En s’en prenant aux principaux responsables de l’Observatoire de la laïcité, Manuel Valls a choisi délibérément la provocation pour distiller le poison de la division et se positionner encore plus à droite sur l’échiquier politique.
«L’Observatoire de la laïcité – qui est placé sous ma responsabilité – ne peut pas être quelque chose qui dénature la réalité de cette laïcité. Il doit être clair sur les appels que l’on signe : on ne peut pas signer des appels, y compris pour condamner le terrorisme, avec des organisations que je considère comme participant d’un climat nauséabond, ça n’est pas possible. » Cette condamnation sans appel, Valls a choisi de la prononcer en son nom propre et de la justifier par son seul jugement personnel. Quels faits en sont à l’origine ?
Une « laïcité de combat »...
Jean-Louis Bianco et Nicolas Cadène, respectivement président et rapporteur général de l’Observatoire de la laïcité, avaient signé la tribune « Nous sommes tous unis » publiée le 16 novembre, trois jours après les attentats, dans Libération, aux côtés de 89 personnalités ou associations les plus diverses, mais dont certaines, quelques unités au plus, sont accusées d’être proches, comme le CCIF (le Collectif contre l’islamophobie en France), des Frères musulmans.
« L’Observatoire est indépendant mais là, il y a des lignes qui ont été dépassées, et je le rappellerai à chacun », a encore lancé Valls, coups de menton à l’appui. Il s’en est pris aussi à Nicolas Cadène auquel il reproche un tweet critiquant de manière très mesurée – « un vrai débat clair ne serait pas de trop » – la philosophe Élisabeth Badinter qui, sur France Inter le 6 janvier, avait affirmé ses prises de position en faveur de ce que d’autres ont appelé une « laïcité de combat », disant entre autres choses qu’il fallait « ne pas avoir peur de se faire traiter d’islamophobe »...Depuis, le débat enfle dans la presse et une pétition à l’initiative du Parti radical de gauche et de personnalités comme Jean Glavany, réclame la démission de Jean-Louis Bianco et dénonce l’Observatoire de la laïcité.

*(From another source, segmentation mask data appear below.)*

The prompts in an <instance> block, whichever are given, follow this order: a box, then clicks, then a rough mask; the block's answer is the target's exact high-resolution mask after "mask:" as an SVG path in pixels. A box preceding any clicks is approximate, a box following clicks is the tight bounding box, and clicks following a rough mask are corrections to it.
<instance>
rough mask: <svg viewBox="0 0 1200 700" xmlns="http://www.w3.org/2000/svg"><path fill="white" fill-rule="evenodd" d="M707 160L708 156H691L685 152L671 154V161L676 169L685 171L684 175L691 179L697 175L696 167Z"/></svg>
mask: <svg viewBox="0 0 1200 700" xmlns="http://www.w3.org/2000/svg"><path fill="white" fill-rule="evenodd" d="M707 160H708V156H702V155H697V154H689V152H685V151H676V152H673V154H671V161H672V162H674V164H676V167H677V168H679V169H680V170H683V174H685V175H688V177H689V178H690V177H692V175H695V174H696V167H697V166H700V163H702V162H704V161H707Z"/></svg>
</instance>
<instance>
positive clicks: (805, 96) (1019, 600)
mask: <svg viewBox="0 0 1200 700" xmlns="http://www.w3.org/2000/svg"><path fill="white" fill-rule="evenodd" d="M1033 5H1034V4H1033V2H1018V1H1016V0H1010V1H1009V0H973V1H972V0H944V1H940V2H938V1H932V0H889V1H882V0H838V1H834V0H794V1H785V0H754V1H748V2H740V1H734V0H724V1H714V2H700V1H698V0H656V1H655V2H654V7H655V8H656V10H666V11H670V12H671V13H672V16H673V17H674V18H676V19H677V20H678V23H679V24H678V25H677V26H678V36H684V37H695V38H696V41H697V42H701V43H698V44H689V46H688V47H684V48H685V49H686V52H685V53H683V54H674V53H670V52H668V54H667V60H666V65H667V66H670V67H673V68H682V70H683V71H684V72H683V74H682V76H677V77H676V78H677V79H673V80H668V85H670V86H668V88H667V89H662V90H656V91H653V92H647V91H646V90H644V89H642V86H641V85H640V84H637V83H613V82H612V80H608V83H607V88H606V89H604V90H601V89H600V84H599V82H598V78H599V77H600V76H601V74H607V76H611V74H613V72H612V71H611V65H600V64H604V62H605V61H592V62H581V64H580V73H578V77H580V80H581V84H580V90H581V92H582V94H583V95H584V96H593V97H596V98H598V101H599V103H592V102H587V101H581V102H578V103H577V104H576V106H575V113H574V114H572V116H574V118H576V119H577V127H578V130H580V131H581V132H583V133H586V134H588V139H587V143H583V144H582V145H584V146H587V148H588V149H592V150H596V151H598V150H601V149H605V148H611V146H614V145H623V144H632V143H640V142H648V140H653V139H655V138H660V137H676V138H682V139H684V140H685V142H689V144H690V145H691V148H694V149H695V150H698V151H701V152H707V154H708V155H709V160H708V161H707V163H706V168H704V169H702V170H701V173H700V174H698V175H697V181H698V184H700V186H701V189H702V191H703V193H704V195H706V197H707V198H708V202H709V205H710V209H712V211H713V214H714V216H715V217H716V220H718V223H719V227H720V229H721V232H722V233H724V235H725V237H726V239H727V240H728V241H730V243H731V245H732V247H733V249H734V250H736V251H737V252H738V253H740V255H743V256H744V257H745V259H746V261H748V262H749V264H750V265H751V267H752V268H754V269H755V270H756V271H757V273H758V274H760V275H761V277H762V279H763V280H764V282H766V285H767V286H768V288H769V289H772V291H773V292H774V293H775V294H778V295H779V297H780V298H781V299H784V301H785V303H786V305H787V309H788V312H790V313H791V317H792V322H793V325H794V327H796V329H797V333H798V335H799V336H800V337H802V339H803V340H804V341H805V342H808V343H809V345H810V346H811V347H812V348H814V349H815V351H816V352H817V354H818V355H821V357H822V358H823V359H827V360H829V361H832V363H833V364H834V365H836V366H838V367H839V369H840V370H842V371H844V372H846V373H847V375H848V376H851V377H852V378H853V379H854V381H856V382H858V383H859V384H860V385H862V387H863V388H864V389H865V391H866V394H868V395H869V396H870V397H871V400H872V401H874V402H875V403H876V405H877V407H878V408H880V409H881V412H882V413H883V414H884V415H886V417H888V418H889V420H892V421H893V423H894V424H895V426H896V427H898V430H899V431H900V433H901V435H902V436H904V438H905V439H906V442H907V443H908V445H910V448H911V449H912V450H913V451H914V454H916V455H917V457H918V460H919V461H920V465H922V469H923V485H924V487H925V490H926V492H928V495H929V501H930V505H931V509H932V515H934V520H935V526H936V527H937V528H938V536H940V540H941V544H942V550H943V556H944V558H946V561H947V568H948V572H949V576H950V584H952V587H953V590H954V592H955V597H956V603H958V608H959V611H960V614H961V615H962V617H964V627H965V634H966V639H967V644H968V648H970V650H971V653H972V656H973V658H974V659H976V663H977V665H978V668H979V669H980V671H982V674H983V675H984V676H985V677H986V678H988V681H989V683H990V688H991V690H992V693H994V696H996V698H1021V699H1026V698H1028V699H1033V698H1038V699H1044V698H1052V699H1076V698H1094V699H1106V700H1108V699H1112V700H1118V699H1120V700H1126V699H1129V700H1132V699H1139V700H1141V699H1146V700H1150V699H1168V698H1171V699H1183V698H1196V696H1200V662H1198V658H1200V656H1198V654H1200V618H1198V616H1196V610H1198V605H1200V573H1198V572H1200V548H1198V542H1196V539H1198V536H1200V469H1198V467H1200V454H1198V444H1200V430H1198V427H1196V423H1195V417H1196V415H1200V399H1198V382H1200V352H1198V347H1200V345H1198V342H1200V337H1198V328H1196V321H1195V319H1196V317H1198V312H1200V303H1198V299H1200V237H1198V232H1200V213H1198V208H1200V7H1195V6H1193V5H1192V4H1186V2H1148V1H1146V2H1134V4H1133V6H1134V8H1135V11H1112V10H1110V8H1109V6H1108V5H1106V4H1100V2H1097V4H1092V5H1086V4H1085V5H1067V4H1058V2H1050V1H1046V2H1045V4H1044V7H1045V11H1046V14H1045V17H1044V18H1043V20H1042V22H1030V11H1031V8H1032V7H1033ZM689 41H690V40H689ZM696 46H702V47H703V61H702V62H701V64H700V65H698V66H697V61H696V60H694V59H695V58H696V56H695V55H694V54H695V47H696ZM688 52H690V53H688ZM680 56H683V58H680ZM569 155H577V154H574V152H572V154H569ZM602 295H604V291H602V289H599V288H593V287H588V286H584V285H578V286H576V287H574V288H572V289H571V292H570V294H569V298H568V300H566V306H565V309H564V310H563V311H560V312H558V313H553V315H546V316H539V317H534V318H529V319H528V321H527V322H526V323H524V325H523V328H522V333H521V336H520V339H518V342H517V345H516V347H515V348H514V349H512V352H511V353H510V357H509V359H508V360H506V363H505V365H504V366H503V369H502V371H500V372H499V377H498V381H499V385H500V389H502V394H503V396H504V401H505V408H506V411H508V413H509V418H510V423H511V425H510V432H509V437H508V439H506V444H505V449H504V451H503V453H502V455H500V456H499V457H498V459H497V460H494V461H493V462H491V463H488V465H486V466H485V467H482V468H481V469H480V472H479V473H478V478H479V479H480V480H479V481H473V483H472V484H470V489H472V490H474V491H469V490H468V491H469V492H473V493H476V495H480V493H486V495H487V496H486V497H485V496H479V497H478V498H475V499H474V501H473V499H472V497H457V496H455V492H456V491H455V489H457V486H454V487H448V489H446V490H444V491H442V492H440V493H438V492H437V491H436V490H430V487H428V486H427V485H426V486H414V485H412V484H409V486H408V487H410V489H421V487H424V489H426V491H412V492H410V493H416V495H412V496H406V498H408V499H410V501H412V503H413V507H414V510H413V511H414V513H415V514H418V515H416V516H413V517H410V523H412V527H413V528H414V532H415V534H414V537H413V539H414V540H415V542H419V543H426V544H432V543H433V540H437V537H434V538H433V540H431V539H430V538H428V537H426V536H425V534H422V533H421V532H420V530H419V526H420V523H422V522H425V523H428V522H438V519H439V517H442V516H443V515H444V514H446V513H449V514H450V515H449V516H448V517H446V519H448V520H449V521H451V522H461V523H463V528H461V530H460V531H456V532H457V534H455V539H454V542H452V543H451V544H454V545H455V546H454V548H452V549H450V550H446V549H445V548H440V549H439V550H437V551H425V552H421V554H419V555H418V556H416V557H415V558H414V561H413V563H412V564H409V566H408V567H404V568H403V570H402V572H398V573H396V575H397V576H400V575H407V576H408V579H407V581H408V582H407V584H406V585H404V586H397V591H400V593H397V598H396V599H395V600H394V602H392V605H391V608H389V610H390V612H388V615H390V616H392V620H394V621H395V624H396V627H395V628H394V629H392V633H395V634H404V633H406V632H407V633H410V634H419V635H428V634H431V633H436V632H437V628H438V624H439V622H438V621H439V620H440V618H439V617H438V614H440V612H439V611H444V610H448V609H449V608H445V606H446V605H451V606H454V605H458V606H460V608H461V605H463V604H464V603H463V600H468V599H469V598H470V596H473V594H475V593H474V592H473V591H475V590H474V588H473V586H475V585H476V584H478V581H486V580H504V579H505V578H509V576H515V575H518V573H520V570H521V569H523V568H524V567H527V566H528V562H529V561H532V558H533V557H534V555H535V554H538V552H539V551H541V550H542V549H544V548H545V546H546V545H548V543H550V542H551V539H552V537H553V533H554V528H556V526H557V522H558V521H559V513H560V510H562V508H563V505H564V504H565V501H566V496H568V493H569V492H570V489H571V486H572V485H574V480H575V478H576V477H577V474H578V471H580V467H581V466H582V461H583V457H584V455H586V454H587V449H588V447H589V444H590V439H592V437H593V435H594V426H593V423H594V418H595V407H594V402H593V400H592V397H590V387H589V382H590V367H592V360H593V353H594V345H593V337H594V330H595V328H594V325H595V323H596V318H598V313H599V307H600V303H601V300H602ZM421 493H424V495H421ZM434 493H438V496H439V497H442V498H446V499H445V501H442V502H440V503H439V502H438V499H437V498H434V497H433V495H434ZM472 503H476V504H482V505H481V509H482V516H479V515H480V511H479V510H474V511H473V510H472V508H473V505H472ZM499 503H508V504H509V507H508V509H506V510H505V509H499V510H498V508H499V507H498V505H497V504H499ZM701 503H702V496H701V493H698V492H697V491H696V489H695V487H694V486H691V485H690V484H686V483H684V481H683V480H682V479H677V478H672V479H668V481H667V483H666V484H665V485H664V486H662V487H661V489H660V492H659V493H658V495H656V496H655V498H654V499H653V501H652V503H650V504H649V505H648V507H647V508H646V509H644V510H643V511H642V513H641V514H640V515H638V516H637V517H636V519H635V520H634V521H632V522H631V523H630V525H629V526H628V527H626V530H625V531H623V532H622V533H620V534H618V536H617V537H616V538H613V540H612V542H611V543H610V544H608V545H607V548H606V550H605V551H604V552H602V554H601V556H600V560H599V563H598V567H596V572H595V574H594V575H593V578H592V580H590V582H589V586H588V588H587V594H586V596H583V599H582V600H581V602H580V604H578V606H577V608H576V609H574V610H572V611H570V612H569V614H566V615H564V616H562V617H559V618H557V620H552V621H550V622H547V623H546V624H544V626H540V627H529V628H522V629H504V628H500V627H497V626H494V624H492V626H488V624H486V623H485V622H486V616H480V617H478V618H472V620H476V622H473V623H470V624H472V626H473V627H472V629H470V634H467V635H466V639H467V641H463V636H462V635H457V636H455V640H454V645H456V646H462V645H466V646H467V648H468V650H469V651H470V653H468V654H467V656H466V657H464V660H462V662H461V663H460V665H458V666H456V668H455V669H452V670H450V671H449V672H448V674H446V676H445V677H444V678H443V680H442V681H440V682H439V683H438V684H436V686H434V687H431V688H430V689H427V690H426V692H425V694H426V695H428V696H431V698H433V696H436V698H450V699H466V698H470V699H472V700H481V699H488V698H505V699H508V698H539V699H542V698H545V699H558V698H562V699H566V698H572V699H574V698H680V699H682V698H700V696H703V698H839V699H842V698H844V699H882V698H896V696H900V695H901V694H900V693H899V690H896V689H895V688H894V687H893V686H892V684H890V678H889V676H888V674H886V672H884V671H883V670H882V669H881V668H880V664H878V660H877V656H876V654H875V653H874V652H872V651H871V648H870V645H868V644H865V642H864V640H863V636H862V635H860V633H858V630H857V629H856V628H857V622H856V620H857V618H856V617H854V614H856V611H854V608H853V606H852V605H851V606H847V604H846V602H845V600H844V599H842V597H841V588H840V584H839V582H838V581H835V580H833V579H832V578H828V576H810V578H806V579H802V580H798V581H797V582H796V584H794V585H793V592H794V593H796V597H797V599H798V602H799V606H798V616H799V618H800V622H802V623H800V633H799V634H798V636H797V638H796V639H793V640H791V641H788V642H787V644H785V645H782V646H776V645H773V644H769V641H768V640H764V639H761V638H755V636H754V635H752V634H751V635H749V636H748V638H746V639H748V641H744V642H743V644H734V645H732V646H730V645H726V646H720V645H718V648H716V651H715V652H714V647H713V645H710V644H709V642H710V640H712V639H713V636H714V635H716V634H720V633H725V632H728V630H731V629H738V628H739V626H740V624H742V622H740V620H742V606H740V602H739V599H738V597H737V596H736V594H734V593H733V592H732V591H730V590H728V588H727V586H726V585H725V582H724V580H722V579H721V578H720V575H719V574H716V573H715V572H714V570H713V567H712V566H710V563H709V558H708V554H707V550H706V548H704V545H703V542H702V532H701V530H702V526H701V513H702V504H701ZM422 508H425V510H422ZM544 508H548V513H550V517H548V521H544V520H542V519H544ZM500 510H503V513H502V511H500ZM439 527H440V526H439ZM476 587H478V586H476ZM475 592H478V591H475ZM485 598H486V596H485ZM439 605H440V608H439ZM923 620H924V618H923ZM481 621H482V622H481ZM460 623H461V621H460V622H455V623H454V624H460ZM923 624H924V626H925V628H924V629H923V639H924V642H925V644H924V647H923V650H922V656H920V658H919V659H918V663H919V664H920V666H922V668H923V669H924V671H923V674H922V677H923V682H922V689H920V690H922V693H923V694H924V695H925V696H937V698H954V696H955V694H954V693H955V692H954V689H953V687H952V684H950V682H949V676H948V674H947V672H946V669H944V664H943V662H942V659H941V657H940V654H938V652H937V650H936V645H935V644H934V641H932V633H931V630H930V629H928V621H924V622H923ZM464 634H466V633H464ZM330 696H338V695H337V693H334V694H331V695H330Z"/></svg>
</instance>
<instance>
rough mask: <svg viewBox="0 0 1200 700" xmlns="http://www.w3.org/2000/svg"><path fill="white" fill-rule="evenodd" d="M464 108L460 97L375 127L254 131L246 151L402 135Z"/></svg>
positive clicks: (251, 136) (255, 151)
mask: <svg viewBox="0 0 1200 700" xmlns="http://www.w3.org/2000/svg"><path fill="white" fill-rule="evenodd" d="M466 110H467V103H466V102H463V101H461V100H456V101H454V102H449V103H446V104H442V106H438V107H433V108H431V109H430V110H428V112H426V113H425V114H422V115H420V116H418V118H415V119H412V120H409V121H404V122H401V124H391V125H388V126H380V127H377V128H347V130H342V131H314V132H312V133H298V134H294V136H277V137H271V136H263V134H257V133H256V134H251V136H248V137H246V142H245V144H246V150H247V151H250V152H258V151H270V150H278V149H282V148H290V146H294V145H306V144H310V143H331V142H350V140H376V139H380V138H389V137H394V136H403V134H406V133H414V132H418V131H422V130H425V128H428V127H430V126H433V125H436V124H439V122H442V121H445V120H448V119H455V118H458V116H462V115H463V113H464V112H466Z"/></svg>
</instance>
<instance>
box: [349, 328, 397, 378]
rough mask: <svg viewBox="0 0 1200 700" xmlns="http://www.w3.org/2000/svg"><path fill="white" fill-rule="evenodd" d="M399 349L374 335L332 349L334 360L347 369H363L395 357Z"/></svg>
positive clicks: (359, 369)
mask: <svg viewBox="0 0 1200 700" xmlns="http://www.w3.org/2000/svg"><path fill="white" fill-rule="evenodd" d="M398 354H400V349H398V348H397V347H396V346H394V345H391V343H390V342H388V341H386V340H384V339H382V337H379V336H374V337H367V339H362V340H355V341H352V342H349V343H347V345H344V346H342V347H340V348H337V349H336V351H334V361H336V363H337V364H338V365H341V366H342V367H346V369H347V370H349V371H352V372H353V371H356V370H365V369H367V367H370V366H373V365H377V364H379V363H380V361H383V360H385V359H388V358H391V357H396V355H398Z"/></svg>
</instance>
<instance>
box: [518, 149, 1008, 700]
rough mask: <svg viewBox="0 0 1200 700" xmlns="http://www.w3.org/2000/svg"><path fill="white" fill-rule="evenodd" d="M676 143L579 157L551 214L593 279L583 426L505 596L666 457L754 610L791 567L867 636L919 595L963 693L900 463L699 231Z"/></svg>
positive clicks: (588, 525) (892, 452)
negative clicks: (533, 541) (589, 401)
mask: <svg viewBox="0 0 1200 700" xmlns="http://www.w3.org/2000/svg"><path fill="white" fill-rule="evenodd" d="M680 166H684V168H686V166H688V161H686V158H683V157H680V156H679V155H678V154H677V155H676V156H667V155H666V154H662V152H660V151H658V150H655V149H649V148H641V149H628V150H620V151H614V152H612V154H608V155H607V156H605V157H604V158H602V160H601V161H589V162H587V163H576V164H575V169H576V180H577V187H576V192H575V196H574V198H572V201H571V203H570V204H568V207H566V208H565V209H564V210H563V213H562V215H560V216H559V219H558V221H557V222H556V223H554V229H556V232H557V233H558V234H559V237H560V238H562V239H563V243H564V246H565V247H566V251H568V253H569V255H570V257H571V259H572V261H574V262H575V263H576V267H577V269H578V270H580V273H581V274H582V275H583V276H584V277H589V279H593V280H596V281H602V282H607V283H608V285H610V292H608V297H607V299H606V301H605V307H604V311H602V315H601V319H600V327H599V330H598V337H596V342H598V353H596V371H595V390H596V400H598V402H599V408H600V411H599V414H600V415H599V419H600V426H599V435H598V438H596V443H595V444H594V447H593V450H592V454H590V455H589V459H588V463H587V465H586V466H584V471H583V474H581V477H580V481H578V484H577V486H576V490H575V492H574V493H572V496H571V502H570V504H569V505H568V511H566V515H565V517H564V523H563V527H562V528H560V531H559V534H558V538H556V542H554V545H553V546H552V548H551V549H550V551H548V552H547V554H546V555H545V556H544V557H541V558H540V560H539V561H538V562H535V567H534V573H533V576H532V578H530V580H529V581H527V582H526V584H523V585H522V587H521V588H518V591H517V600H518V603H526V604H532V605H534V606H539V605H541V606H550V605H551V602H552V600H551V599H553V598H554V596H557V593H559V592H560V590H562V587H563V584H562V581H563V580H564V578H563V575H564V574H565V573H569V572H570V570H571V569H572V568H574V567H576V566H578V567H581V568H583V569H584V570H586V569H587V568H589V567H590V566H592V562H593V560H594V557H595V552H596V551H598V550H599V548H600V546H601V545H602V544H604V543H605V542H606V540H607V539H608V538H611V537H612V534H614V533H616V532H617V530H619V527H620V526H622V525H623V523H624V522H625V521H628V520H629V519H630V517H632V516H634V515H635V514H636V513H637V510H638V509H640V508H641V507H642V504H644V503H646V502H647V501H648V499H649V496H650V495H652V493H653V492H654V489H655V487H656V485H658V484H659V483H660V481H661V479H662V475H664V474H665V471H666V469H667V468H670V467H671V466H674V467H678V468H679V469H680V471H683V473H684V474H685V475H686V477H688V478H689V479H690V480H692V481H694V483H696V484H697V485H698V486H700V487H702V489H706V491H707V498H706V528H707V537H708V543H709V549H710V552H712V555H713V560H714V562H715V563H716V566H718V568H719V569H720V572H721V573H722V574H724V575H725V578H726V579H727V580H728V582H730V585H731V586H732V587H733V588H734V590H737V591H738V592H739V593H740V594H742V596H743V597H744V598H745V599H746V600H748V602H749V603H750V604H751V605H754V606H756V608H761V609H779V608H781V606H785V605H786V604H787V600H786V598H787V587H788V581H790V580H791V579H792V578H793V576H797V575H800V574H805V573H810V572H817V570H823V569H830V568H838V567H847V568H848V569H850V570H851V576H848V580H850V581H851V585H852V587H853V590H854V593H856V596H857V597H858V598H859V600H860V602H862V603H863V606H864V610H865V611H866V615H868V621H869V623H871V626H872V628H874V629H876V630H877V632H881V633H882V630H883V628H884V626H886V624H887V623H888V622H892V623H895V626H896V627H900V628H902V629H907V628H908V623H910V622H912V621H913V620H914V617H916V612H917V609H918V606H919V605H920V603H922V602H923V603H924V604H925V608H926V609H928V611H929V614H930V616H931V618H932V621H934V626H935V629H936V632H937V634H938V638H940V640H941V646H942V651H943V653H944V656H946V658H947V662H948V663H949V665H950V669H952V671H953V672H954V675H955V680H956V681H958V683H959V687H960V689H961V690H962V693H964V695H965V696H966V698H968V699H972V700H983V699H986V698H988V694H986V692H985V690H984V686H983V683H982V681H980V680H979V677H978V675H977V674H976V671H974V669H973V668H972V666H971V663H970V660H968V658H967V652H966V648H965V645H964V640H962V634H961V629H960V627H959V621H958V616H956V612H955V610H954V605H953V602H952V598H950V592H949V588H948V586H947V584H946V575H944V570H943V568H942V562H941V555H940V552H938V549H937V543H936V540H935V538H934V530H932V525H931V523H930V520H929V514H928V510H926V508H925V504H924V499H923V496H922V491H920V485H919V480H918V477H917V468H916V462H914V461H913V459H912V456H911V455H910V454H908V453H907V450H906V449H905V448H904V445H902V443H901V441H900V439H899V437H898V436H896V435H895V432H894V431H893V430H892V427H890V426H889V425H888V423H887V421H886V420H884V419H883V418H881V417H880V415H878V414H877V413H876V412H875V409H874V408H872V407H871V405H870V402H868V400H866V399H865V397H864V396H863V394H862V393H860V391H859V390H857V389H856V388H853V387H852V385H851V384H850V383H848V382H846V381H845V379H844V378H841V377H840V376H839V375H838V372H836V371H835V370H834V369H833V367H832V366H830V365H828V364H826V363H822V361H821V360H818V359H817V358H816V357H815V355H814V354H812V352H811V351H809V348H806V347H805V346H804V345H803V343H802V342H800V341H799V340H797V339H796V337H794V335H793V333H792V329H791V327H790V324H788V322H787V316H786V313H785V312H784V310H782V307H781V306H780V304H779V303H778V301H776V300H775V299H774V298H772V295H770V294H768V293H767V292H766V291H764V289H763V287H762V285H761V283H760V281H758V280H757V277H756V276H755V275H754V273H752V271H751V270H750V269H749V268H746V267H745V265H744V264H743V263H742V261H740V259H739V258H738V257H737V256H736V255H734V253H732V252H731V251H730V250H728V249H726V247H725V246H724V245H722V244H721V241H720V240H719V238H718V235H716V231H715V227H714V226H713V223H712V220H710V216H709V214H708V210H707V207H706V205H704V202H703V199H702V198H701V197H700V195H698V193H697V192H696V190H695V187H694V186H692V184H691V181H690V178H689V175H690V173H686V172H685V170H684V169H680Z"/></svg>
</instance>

… pour des politiques très à droite
Dans tous les cas, l’attitude de Valls n’a rien à voir avec le débat d’idées, mais bien plutôt avec ses calculs politiciens pour se positionner très à droite sur l’échiquier politique, démagogie de même nature que ses calculs d’homme de pouvoir cherchant à diviser la population en stigmatisant, une fois de plus, les musulmans.
L’endroit d’où il a lancé ces accusations provocatrices le 18 janvier n’a rien d’anodin : il s’agit d’un débat organisé par les Amis du CRIF (Conseil représentatif – mais à la représentativité contestée – des institutions juives de France), auprès de qui Valls peut se flatter d’avoir interdit les manifestations de solidarité avec les Palestiniens alors que l’État d’Israël bombardait la bande de Gaza pendant l’été 2014.Deux jours avant ce débat, Valls était l’invité de l’émission « On n’est pas couché ». Il y a défendu la déchéance de la nationalité et lui qui n’emploie sûrement pas ses mots au hasard a fait entendre cette phrase : « Nous sommes une vieille nation chrétienne »... Phrase qui n’est pas sans faire penser au préambule du TCE (traité constitutionnel européen) qui parlait des racines chrétiennes de l’Europe, aux propos récents du ministre de l’Intérieur Cazeneuve – « les racines chrétiennes de la France sont incontestables » – et à la présence de Sarkozy à la messe, à l’occasion de la réouverture de l’église de Fontainebleau après un incendie. De drôles de coïncidences pour des gens qui, d’un autre côté, n’ont que les mots de « laïcité » à la bouche. Mais Marine Le Pen n’a-t-elle pas fait de cette laïcité-là, dévoyée, son fonds de commerce ?
Les uns et les autres flirtent avec la propagande du « choc des civilisations », alors que les actes anti-musulmans ont triplé pendant l’année 2015, selon les chiffres annoncés par Cazeneuve lui-même. Ils contribuent à la banalisation de la stigmatisation des musulmans contre lesquels se concentre aujourd’hui la démagogie raciste qui cherche à diviser la population et à dresser les travailleurs les uns contre les autres au profit de la classe dirigeante.